Prompting is how we communicate direction to AI. It can be as simple as a question or as layered as a set of instructions, revisions, and constraints that shape what comes next. For me, prompting is how I set direction. At first, I used it mainly to generate something new, whether that was a draft, an image idea, or a starting point for code. Over time, it became much more than that. Now I use prompts inside the work itself, asking for fact-checking, alternate phrasing, stronger logic, new ideas, or a different tone.

In that sense, prompting feels a bit like live editorial notes inside the document. It lets me guide the work as it develops instead of waiting until the end. I use that same approach in development too, whether I’m working through structure, testing logic, or exploring different ways to implement something across my GitHub work.

A futuristic AR dashboard displaying active workflows and recent activity logs floating in front of a man walking through a downtown district.

Generating: Speed and Scale

This is where AI most clearly changes the pace of the work. Once the direction is in place, it can generate drafts, code, ideas, and variations almost instantly. Before, a lot of time went into pushing through the blank-page stage and building a rough first version from scratch. Now I can get to that first layer much faster. That speed matters because it gives me something to react to sooner, which means I can spend more of my energy shaping the work instead of only trying to begin it.

That shift is already showing up across industries. Reuters reported that IBM said its use of Adobe’s generative AI tools in marketing shortened some end-to-end creative processes from two weeks to two days. To me, that captures the larger point: AI changes the rhythm of work by making the first version faster to reach.

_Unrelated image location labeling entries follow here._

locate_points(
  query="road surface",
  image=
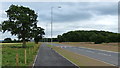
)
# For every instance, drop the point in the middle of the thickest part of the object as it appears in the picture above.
(48, 58)
(104, 56)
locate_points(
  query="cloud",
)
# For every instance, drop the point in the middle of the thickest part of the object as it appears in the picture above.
(72, 16)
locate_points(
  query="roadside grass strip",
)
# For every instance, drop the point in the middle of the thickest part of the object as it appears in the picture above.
(10, 51)
(79, 60)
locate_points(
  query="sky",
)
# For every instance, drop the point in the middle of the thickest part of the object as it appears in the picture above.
(71, 16)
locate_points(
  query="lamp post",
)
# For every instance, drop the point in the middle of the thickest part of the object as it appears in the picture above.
(52, 22)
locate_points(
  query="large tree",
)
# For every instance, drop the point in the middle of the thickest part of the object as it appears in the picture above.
(21, 22)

Curating: Making Sense of Abundance

Once AI can generate drafts, code, ideas, and variations so quickly, the challenge shifts. The question is no longer just how to make something. It becomes how to make sense of everything that has been produced. That is where more of my energy goes now. I am looking at the output, deciding what belongs, what needs revision, and what actually supports the larger story or system.

That is why curation feels like the right word to me. It is more than editing a sentence or cleaning up a snippet of code. It is about bringing direction to abundance. The comparison that makes the most sense to me is an exhibition. The meaning comes alive through how the pieces are selected, arranged, and woven together into a larger story.

Over-the-shoulder shot of a person interacting with a holographic display projected from a smartwatch, showing various AI processing stages in a downtown environment.

Guardrails: The Human in the Loop

AI is a brilliant tool, but the real strength comes from the coordination between AI and human judgment. Guardrails help shape the quality of the work, guide the process, and keep the final result grounded in responsibility. Facts still need to be double-checked. Content still needs to be reread. Code still needs to be reviewed and tested.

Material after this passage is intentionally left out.